The timing of my most recent US trip was perfect– I got to go to Lemmy of Motörhead’s memorial meeting at the Rainbow Bar & Grill on Sunset Strip, and I got to go to Show Your Scars festival– an underground metal fest in Downtown Los Angeles. I love going to grindcore metal shows. I probably wouldn’t immediately choose metal as my soundtrack of choice, but the feeling at a metal show is nothing like how they sound on a record. It’s much less serious and angry, and much, much more fun– just a ton of sweaty people in a room having a great time.
I swung by The Rainbow to see the Lemmy memorial and get snapped in the background of the mourners’ photos of the flowers and shrines surrounding his favourite bar. I nipped past Downtown in an Uber to get tattooed, then called upon the help of a guy I started speaking to on Instagram (but never met) to come collect me in his pickup truck and drive me the ten minutes to The Regent. This unexpected fun is exactly how these kind of events should begin. I’m an idiot, and so I didn’t have my phone working which meant I had to rely on my Insta-friend to transport to the show, which involved a lot of waiting and a lot of missed bands. The shows started at 2pm– I arrived at 9pm. This meant I only caught the last three bands. It was a bummer, but at least I can say with complete self-belief that they saved the best ‘til last (although I’m gutted I missed Municipal Waste’s sister-band, Ghoul).
Ben and I arrived, hurriedly walked down the street under a ton of sparkling lights and passed a ton of cool-looking business buildings, and then came upon the metal crew– covered in denim and studs, there was no missing them. The Regent is a great venue. There are different levels so it’s hard not to get a good view of the bands playing. I saw the tail end of Terrorizer– not much to say, but it was rad. I witnessed a lot of metalheads thrashing their hair on the platform by the merchandise in painful humidity. I searched for Municipal Waste’s “Let’s Build A Wall of Death” t-shirt, and was gutted to see that pretty much every piece of merchandise for all the bands was gone– it pays to arrive on time, and to have a phone that connects to Uber.
Next on were Repulsion, playing what they claimed on posters to be the only West Coast show they would play in 2016. So fast, so fun. Metal bands never take themselves too seriously, and that is what makes their live shows so much better than bands who take everything seriously – it is all so fun. Halfway into the set they performed Motörhead’s “The Hammer” after getting the sold out crowd to chant, “LEMMY! LEMMY! LEMMY!” with their fists in the air, but also in tribute to Philthy. It ruled. Lemmy ruled, and vocalist Scott Carlson did a mean Lemmy. They finished their set to a round of applause and from where I was standing, a sold out crowd of satisfied fans.

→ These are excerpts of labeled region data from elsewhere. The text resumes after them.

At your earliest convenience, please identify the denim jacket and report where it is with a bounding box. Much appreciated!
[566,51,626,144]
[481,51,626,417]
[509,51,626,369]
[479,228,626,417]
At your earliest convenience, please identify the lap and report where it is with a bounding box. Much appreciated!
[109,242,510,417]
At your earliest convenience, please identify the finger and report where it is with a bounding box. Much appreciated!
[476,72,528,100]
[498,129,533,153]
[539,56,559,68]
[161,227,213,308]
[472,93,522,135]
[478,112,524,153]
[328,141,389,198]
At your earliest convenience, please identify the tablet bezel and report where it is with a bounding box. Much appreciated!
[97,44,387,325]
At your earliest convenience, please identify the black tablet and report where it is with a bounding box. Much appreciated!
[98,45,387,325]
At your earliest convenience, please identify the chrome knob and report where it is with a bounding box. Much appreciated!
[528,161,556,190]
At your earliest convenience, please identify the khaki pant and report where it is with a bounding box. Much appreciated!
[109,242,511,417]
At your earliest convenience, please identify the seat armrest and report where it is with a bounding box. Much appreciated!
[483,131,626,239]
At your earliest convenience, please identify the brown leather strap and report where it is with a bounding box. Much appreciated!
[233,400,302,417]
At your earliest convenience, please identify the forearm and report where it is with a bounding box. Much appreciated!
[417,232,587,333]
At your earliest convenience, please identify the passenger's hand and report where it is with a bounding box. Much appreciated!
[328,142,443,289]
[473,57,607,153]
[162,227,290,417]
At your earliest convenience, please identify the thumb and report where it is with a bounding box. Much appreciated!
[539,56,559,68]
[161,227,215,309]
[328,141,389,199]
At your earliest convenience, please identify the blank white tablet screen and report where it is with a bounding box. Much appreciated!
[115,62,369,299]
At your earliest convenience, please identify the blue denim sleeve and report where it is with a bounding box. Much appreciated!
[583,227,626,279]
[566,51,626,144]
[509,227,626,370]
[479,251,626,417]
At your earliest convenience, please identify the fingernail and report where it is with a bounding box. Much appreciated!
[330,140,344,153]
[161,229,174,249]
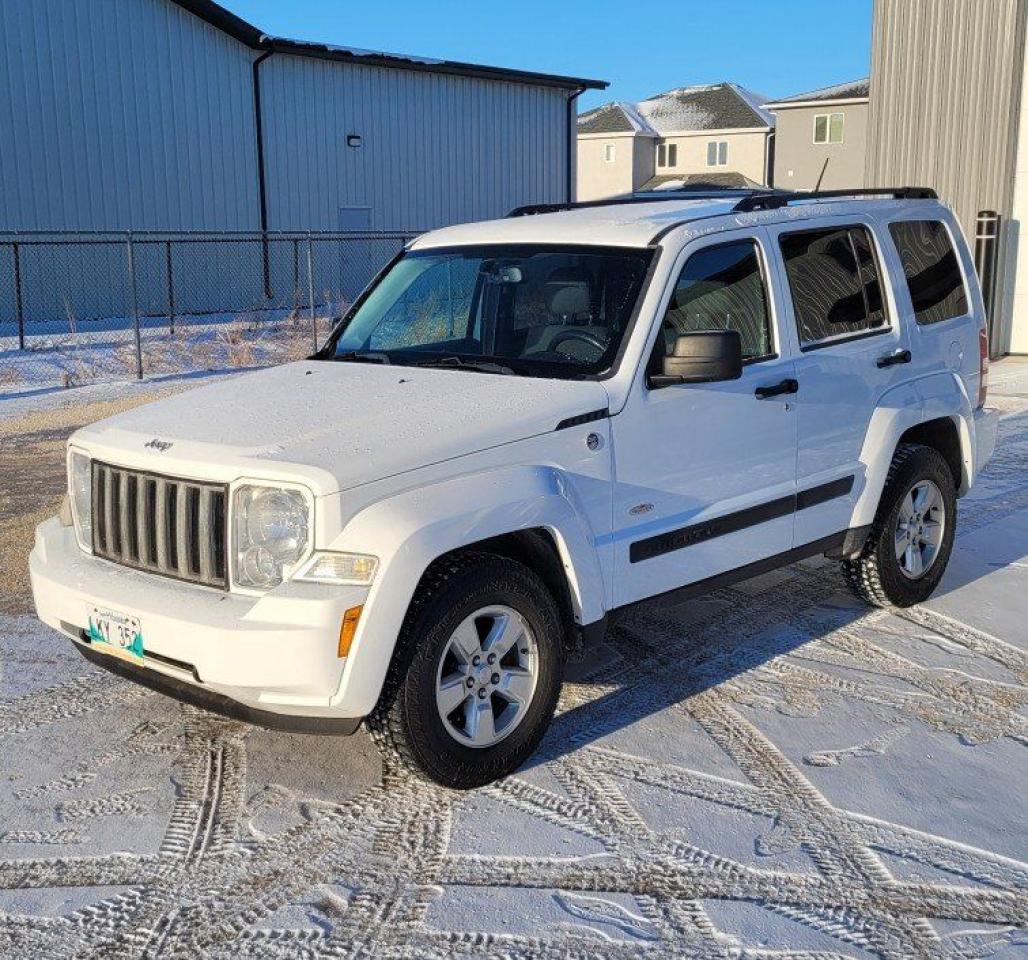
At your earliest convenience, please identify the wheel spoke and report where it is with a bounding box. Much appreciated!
[498,669,536,706]
[904,544,924,577]
[450,617,482,663]
[921,520,943,547]
[468,697,497,746]
[900,490,914,523]
[896,527,910,560]
[436,673,469,716]
[482,615,524,660]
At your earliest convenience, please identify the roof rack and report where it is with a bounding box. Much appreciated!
[733,187,939,214]
[507,186,775,217]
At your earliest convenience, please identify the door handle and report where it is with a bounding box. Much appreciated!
[876,350,910,367]
[754,377,800,400]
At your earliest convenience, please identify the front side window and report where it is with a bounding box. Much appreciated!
[323,245,653,377]
[889,220,967,324]
[661,239,773,360]
[814,113,846,143]
[779,226,887,346]
[707,140,728,167]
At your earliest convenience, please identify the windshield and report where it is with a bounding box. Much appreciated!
[327,245,652,377]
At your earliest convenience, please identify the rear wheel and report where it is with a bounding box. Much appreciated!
[843,444,956,606]
[368,554,564,788]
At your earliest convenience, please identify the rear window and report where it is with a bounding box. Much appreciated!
[889,220,967,324]
[779,226,886,347]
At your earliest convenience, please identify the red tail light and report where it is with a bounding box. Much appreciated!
[978,327,989,407]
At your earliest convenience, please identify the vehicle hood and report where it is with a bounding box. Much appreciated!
[80,361,608,494]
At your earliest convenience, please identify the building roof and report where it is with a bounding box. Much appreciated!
[172,0,608,90]
[765,77,871,109]
[578,82,774,137]
[636,172,763,193]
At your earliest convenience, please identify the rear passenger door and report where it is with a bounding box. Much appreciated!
[771,218,910,546]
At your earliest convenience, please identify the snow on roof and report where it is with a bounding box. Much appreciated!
[765,77,871,107]
[579,82,774,136]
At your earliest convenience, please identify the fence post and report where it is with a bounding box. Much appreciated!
[307,230,318,353]
[975,210,1000,359]
[11,241,25,350]
[164,241,175,333]
[125,230,143,380]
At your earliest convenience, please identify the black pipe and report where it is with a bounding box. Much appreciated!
[253,50,274,300]
[564,86,586,204]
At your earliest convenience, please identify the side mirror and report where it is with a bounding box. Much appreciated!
[649,330,742,390]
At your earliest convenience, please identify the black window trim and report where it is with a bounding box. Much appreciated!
[884,217,975,332]
[775,218,902,354]
[644,233,781,382]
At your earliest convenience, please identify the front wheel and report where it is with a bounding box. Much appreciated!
[367,554,564,788]
[843,444,957,606]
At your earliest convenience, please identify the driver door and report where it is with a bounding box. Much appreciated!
[612,228,797,606]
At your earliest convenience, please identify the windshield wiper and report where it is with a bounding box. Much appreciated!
[332,350,391,364]
[411,357,514,376]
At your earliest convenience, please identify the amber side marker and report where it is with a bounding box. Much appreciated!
[339,603,364,658]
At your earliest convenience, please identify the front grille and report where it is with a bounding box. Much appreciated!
[93,460,228,589]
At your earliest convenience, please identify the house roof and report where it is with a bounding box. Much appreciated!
[636,172,763,193]
[578,82,774,137]
[765,77,871,108]
[172,0,608,90]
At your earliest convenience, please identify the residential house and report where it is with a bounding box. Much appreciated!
[578,82,774,200]
[765,77,870,190]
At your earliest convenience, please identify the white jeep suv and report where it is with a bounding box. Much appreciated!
[31,188,996,787]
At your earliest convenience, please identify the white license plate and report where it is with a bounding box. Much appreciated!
[86,606,143,663]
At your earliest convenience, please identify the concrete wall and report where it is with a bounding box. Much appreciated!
[774,103,868,190]
[866,0,1028,353]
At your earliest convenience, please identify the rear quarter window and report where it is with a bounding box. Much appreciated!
[889,220,967,324]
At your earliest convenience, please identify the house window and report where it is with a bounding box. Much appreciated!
[814,113,846,143]
[707,140,728,167]
[779,226,888,349]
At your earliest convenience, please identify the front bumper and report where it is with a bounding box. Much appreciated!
[975,407,999,477]
[29,517,368,732]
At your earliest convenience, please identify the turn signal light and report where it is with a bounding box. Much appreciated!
[339,603,364,660]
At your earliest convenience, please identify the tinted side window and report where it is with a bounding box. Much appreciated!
[889,220,967,324]
[780,226,886,345]
[663,241,772,360]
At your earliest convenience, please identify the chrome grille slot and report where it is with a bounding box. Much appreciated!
[93,460,228,589]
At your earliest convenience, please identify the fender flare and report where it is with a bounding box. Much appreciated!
[329,466,607,715]
[851,372,975,527]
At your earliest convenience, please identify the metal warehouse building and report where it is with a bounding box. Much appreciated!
[0,0,604,230]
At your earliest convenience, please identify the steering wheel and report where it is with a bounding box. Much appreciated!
[547,330,607,357]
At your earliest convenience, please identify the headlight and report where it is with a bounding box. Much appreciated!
[232,484,310,589]
[293,552,378,587]
[68,450,93,553]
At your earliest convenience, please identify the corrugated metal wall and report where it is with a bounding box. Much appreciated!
[867,0,1026,235]
[254,53,568,230]
[0,0,259,230]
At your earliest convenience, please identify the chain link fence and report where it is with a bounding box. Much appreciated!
[0,231,416,395]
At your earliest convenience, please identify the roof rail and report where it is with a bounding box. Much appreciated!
[733,187,939,214]
[507,186,774,217]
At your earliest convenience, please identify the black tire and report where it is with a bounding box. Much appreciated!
[366,553,566,789]
[842,443,957,606]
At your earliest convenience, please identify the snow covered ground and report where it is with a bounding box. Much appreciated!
[0,362,1028,960]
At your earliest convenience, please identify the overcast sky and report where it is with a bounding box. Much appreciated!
[220,0,872,109]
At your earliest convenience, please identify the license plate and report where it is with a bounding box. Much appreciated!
[86,606,143,663]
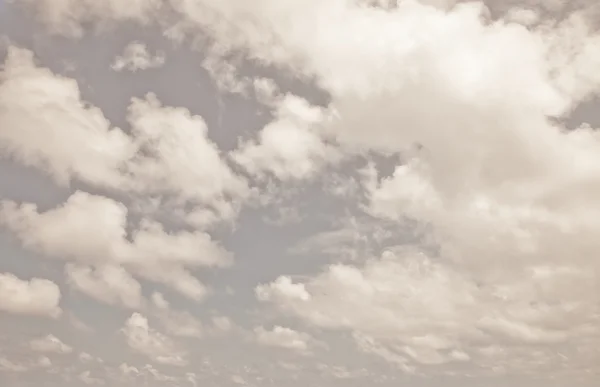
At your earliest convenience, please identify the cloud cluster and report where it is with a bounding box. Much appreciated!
[0,0,600,383]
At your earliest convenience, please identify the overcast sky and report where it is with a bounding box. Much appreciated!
[0,0,600,387]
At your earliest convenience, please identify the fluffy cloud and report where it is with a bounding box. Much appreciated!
[152,293,203,338]
[29,335,73,354]
[257,251,598,370]
[0,0,600,381]
[254,325,313,352]
[0,192,231,300]
[232,95,338,180]
[121,313,187,366]
[111,42,165,72]
[0,47,135,186]
[66,264,143,309]
[17,0,162,37]
[0,46,248,226]
[0,273,62,318]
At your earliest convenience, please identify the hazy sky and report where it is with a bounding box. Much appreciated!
[0,0,600,387]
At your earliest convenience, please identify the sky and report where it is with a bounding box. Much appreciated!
[0,0,600,387]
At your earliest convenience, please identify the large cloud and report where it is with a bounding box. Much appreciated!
[2,0,600,382]
[0,47,247,227]
[0,192,231,300]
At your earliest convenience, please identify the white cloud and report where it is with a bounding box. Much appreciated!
[121,313,187,366]
[258,252,598,369]
[0,191,231,300]
[254,325,313,352]
[16,0,162,37]
[0,273,62,318]
[232,95,339,180]
[111,42,165,72]
[0,46,248,227]
[66,264,143,309]
[0,0,600,384]
[0,356,29,372]
[152,292,203,338]
[0,46,135,186]
[78,371,105,385]
[29,334,73,354]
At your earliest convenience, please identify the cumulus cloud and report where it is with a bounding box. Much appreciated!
[232,95,338,180]
[0,191,231,307]
[0,46,248,227]
[0,273,62,318]
[111,42,165,72]
[0,0,600,383]
[254,325,313,353]
[151,293,203,338]
[121,313,187,366]
[66,264,143,309]
[16,0,162,37]
[29,334,73,354]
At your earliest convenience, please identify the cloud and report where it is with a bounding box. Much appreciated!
[0,191,231,300]
[151,292,204,338]
[257,251,598,369]
[0,0,600,384]
[0,46,248,227]
[0,46,135,186]
[29,334,73,354]
[121,313,187,366]
[0,273,62,318]
[17,0,162,37]
[254,325,313,353]
[232,95,339,180]
[111,42,165,72]
[65,264,143,309]
[0,356,29,372]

After trying to get a spot to look at the merch stand for what seemed like a million hours, Ben and I went upstairs to watch Municipal Waste from the balcony. This idea was a great because of circle pits. Vocalist Tony Foresta is hilarious. He laughed throughout the whole set. With the audience, at the audience and at his friends at the side of the stage. A stage diver ran up behind him at one point and stole a six pack of beer as guitarist Ryan Waste caught him, giving him a boot to the leg, Again, Foresta just shrugged and laughed saying, “well we didn’t pay for ‘em!” I just love when people are so obviously having a good time, and Municipal Waste do! The crowd parted when the band told them to, the security stopped preventing people from stage diving when the band asked. They never got pissed off at that one girl who kept jumping onstage to film herself with each band member– they kind of welcomed that terrible display. They also called out Donald Trump– “fuck the wall he wants to build! Let’s build a WALL-OF-HATE!” Yes, let’s.
None of it stood out, I’ll admit, but that’s just because the whole thing was start-to-finish fun, funny and entertaining. Again, it’s not the sort of thing I could sit and listen to at home, but I will for sure go out of my way to go and see these guys again.